Outside observers like Neal Pilson, head of Pilson Communications and former president of CBS Sports, are impressed. “I’m not surprised that ABC is doing so well,” Pilson said, “because the ratings of the last five or six Super Bowl games have remained constant at between a 40 and a 44 (share of the available TV audience).”
“Advertisers are fully aware,” he said, “that the Super Bowl continues to be a platform that reaches almost half of the nation at one time.”
Tom DeCabia, executive VP of media buyer PHD USA, said the only circumstance that could pull ABC’s Super Bowl average down is if advertisers hold off buying the final 20% of the spots until the 11th hour, forcing the network to sell them at a discount.

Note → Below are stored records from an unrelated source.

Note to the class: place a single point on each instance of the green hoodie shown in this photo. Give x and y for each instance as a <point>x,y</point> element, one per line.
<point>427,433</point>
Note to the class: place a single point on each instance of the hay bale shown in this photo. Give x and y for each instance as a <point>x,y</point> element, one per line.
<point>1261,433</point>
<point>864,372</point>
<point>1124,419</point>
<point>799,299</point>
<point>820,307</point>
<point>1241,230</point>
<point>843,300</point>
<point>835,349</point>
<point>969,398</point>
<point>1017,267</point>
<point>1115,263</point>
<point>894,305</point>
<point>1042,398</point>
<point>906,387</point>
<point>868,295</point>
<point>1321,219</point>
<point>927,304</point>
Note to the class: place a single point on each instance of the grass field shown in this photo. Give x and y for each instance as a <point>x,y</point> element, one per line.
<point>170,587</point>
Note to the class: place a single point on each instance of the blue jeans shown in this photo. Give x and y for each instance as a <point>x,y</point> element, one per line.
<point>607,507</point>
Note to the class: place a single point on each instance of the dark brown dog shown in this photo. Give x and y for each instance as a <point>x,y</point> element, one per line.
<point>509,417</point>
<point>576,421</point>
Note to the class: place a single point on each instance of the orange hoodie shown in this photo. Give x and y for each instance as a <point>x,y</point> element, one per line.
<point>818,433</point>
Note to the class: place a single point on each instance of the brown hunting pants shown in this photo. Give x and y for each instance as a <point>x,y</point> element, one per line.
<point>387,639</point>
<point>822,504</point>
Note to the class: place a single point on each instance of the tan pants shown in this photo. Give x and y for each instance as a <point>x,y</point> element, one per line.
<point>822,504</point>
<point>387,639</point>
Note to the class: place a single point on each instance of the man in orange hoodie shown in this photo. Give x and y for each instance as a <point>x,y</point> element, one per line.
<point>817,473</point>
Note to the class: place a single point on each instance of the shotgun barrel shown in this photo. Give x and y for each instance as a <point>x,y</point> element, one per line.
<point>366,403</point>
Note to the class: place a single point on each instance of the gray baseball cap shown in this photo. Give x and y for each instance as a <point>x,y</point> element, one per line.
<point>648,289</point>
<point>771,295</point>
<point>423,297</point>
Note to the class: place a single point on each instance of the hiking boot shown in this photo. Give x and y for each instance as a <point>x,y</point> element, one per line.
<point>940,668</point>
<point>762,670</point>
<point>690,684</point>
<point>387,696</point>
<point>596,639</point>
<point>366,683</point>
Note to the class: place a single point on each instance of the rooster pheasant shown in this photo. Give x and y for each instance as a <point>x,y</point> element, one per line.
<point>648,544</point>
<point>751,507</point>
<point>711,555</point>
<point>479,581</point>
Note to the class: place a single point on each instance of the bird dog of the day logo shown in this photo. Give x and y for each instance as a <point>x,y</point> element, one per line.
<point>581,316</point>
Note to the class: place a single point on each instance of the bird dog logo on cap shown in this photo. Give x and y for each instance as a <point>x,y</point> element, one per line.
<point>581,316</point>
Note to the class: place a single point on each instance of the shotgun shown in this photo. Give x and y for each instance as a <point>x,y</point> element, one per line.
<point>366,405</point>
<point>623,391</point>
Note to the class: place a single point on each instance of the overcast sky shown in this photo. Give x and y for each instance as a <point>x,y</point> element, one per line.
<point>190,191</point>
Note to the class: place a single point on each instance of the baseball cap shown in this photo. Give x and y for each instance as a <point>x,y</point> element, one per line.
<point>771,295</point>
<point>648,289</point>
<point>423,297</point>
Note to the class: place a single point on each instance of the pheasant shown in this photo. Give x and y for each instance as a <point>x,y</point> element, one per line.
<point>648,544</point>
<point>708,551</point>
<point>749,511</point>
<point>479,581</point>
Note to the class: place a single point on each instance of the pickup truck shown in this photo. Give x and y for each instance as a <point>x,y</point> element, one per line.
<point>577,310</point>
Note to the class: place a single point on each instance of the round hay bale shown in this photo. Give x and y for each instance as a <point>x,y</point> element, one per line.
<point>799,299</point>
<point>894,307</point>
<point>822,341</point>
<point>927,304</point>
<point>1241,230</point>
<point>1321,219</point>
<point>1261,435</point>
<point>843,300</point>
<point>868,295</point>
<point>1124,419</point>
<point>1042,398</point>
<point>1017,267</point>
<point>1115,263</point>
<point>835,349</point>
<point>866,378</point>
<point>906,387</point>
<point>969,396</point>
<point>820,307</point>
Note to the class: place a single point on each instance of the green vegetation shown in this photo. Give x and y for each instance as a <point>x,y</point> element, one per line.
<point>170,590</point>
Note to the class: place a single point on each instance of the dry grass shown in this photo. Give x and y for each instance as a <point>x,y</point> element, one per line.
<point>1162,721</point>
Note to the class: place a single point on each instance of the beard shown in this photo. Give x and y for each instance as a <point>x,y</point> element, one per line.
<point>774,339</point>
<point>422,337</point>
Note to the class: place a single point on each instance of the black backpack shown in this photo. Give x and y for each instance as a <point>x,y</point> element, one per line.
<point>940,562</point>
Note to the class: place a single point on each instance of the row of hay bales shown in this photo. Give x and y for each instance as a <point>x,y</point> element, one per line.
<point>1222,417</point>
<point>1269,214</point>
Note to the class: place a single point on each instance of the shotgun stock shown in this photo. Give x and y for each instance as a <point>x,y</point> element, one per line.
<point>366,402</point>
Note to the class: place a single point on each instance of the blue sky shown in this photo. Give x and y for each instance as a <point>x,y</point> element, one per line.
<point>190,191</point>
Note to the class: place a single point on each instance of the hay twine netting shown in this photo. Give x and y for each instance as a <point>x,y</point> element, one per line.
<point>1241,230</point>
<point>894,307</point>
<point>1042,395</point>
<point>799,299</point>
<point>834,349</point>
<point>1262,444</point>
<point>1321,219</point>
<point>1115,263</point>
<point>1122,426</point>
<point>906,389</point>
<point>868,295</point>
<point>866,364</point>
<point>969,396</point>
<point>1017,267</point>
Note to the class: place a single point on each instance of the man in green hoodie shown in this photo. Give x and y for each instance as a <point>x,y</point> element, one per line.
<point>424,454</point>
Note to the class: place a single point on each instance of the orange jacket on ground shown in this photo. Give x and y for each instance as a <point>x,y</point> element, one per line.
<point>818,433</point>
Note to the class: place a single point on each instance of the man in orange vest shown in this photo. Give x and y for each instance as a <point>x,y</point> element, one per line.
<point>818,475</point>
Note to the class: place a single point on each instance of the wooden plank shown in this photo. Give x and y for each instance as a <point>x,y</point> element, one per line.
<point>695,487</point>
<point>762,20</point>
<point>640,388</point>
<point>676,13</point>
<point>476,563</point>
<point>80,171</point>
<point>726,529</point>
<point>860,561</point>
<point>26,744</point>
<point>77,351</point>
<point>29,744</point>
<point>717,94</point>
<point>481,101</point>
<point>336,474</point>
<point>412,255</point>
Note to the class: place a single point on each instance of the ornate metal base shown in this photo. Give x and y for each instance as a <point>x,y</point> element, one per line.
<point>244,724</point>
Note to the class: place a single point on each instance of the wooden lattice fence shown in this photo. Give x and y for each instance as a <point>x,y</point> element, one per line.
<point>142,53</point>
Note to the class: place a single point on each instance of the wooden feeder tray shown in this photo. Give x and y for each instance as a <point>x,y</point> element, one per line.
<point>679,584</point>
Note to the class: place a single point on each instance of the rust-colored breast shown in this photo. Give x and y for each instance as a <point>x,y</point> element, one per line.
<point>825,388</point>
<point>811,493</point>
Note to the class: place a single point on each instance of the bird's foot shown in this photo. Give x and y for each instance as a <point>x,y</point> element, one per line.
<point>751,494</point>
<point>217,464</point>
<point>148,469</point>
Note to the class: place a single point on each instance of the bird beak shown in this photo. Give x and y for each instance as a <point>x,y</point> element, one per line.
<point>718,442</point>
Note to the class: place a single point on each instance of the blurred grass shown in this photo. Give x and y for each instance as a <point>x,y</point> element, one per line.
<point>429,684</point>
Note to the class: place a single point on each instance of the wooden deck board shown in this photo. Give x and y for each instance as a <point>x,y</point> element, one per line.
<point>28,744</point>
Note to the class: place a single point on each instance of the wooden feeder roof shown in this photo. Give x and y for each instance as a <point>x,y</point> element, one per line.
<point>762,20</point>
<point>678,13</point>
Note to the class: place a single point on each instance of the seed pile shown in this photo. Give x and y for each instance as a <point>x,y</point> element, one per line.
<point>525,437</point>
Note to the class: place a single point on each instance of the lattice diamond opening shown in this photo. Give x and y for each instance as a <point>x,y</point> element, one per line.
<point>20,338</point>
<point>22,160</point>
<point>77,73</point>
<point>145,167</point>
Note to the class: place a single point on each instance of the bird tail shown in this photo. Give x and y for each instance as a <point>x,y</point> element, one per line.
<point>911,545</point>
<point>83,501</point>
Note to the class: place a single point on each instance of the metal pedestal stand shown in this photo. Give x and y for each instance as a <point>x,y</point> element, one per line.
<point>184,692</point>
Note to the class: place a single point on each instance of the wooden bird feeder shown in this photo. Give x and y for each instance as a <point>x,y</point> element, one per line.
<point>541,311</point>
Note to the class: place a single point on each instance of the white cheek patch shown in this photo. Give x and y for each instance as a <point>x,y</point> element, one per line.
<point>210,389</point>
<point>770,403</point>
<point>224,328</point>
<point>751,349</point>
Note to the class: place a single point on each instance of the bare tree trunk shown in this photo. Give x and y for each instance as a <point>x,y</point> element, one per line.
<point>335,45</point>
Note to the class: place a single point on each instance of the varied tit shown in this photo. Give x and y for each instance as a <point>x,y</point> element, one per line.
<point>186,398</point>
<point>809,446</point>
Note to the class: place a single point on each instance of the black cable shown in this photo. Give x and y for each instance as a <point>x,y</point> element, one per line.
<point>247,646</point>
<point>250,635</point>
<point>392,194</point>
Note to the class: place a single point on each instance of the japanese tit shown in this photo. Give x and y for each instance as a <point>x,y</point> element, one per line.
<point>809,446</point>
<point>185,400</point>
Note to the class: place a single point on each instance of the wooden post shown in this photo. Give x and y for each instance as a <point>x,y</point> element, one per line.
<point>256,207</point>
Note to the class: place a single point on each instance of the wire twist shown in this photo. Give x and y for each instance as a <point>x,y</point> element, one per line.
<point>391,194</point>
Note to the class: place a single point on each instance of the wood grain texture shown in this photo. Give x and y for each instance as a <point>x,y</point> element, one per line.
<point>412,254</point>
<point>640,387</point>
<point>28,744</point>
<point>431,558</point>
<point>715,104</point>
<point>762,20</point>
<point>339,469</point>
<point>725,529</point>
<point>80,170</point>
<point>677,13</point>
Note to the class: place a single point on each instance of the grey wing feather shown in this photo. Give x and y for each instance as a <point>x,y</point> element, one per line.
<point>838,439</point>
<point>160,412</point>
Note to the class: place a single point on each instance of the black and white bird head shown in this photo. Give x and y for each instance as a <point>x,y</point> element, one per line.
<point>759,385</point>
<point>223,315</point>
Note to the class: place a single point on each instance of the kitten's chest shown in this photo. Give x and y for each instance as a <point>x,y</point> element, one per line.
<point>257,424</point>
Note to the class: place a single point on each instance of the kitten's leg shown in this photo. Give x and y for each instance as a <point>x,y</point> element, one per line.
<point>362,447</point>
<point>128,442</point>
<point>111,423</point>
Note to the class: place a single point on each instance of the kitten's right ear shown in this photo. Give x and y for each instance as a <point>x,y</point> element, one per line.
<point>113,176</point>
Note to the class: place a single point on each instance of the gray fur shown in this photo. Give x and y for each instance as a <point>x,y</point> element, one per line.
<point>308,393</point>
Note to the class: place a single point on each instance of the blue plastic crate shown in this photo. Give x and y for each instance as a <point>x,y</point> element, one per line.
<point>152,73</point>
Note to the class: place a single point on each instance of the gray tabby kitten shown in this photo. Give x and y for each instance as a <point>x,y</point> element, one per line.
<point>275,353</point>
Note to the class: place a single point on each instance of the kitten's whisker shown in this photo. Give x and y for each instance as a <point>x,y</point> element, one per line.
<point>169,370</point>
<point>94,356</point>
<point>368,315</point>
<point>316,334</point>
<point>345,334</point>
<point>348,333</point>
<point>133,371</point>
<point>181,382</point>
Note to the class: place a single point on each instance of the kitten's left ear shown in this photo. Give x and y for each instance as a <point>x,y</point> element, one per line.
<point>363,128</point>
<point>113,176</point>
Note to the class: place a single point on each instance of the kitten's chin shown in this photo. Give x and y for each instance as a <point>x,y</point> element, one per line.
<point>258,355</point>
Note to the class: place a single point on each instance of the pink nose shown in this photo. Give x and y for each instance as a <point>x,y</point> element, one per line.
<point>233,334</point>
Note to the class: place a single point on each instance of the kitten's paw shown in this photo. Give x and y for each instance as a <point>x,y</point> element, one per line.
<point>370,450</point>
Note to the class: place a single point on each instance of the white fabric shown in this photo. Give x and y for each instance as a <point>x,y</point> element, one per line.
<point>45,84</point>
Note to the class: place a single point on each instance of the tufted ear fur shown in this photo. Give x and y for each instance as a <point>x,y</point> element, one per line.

But that’s not likely to happen, said Mark DiMassimo, president of DiMassimo Brand Advertising, because “there are more advertising dollars moving to TV this year and away from such areas as online and print magazines.”
DiMassimo said that an event like the Super Bowl, which pulls bigger audiences than any other TV program year after year, “is a conservative, meat-and-potatoes choice for an advertiser with a $50 million advertising budget.” He added that the recent hot scatter (spot) market has raked in so much money for the networks that ABC may actually chalk up more for the final 20% of its Super Bowl inventory.
The industry is also psyched by the return of big-budget, imaginative, often humorous new spots that ad agencies have devised for unveiling during the Super Bowl, an annual Madison Avenue tradition that fell off somewhat last year because of the down economy and the grim mood following the Sept. 11 attacks.
As DiMassimo puts it, “You’re going to see 30-second spots that spare no expense and will have the look and quality of a top Hollywood movie.”